- Motto: Digital Awareness
- Type of project: Cyber Suraksha
- Country: India
- Prime Minister(s): Narendra Modi
- Ministry: Ministry of Home Affairs (India)
- Launched: January 2018; 8 years ago New Delhi
- Budget: ₹782 crore (US$82 million)
- Status: Active
- Website: cybercrime.gov.in/Default.aspx

= Indian Cyber Crime Coordination Centre =

Cyber crime prevention organization in India

The Indian Cyber Crime Coordination Centre (ICCC) (1930; भारतीय साइबर अपराध समन्वय केंद्र) is a government initiative to deal with cybercrime in India, in a coordinated and effective manner. It is affiliated to the Ministry of Home Affairs, Government of India. The scheme was approved in October 2018 with a proposed amount of ₹415.86 crore.

== History ==
The scheme to set up the Indian Cyber Crime Coordination Centre was approved in October 2018 by the Ministry of Home Affairs. It was inaugurated in New Delhi in January 2020 by Amit Shah, the Home Minister of India.

In June 2020, on the recommendation of I4C, the Government of India banned 59 Chinese origin mobile apps.

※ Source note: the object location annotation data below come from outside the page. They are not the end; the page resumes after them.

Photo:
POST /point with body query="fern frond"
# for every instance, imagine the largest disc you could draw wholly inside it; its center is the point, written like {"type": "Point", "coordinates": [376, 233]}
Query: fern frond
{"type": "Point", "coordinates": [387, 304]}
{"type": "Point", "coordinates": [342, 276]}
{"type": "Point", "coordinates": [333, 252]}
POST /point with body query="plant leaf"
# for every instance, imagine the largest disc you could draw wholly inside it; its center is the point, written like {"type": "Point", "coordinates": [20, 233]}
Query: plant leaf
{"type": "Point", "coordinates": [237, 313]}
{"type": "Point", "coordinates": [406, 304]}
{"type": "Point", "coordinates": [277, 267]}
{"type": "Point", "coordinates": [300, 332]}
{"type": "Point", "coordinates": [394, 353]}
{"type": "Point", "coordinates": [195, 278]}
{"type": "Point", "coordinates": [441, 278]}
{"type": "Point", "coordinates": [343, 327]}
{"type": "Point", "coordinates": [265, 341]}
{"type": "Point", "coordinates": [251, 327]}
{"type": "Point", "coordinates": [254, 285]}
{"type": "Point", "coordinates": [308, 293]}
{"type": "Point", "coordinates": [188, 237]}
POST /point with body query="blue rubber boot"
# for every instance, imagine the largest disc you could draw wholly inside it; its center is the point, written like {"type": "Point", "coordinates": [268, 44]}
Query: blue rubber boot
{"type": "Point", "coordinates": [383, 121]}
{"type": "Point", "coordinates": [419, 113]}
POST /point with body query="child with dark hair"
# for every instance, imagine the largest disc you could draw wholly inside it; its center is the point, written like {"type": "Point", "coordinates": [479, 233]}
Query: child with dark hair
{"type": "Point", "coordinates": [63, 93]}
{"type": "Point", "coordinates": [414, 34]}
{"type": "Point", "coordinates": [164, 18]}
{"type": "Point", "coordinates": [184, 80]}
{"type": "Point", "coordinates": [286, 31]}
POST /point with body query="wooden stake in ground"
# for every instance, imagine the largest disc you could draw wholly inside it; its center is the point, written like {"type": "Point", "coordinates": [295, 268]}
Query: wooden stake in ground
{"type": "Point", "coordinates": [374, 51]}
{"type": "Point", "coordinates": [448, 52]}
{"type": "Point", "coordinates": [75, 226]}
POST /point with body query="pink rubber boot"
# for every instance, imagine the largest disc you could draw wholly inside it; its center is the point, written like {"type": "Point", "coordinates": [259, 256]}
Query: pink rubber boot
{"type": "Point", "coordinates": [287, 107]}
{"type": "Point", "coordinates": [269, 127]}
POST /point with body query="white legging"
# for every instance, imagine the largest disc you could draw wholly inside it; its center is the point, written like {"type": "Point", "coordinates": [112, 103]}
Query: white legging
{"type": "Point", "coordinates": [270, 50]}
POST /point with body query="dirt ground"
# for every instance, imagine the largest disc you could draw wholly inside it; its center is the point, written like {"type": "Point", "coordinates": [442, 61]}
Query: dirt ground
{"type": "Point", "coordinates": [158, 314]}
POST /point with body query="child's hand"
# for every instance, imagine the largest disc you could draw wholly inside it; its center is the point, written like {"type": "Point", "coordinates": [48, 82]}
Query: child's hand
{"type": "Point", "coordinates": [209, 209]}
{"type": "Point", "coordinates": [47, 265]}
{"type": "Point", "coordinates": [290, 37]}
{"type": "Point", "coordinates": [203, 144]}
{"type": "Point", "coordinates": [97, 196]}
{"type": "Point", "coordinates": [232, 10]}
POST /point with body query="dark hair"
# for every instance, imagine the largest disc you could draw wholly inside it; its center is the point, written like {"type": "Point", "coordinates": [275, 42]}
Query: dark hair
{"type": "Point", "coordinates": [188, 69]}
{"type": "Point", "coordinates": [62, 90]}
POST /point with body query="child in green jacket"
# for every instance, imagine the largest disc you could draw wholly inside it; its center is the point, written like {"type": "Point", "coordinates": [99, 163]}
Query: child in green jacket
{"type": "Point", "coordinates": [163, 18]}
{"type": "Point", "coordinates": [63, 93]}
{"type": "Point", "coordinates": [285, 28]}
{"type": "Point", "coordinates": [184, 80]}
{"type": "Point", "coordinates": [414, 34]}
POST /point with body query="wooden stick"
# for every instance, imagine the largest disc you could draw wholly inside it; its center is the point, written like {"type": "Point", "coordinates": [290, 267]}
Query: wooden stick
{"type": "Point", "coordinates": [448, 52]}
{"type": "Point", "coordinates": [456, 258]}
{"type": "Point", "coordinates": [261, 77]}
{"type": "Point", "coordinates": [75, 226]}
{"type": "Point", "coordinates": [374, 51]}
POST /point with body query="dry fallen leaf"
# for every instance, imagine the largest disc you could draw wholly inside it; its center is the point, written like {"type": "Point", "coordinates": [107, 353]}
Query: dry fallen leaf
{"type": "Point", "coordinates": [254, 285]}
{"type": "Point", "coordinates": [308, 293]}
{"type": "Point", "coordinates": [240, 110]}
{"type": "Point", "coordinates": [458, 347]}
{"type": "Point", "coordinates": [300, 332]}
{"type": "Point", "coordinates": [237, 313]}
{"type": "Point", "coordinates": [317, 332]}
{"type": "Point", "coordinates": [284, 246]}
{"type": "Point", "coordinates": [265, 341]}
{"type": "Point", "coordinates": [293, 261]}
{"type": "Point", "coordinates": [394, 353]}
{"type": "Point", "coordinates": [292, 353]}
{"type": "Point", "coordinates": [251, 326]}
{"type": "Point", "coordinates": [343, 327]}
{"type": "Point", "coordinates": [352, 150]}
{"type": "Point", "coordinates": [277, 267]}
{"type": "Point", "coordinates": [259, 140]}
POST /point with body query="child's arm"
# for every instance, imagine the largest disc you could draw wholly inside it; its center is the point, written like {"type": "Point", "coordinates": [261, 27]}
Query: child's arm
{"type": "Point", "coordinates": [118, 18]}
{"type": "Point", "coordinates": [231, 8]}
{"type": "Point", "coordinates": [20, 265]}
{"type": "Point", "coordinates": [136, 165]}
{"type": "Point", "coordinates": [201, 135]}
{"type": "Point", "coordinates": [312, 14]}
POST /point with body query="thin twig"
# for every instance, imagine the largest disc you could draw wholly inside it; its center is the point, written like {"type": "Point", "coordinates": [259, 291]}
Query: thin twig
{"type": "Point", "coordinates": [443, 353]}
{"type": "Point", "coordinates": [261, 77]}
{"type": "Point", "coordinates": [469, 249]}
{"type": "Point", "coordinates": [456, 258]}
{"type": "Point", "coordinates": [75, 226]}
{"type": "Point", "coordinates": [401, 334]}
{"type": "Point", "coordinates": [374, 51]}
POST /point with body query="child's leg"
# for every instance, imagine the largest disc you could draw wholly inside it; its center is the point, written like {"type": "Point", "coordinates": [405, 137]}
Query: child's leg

In October 2023, Google launched DigiKavach to protect Indian users from online fraud, to work with Indian Cyber Crime Coordination Centre.

== Overview ==
The Indian Cyber Crime Coordination Centre has 7 components:
1. National Cyber Crime Threat Analytics Unit (TAU)
2. National Cyber Crime Reporting Portal
3. National Cyber Crime Training Centre
4. Cyber Crime Ecosystem Management Unit
5. National Cyber Crime Research and Innovation Centre
6. National Cyber Crime Forensic Laboratory (NCFL) Ecosystem
7. Platform for Joint Cyber Crime Investigation Team

== International collaboration ==
A memorandum of understanding (MoU) for collaboration in cybercrime investigation was signed by the United States and India on January 17, 2025. Acting U.S. Deputy Secretary of Homeland Security (DHS) Kristie Canegallo and the Ambassador of India to the United States Vinay Mohan Kwatra signed the deal. The agreement will be implemented by the Homeland Security Investigations Cyber Crimes Center, U.S. Immigration and Customs Enforcement, and Indian Cybercrime Coordination Center.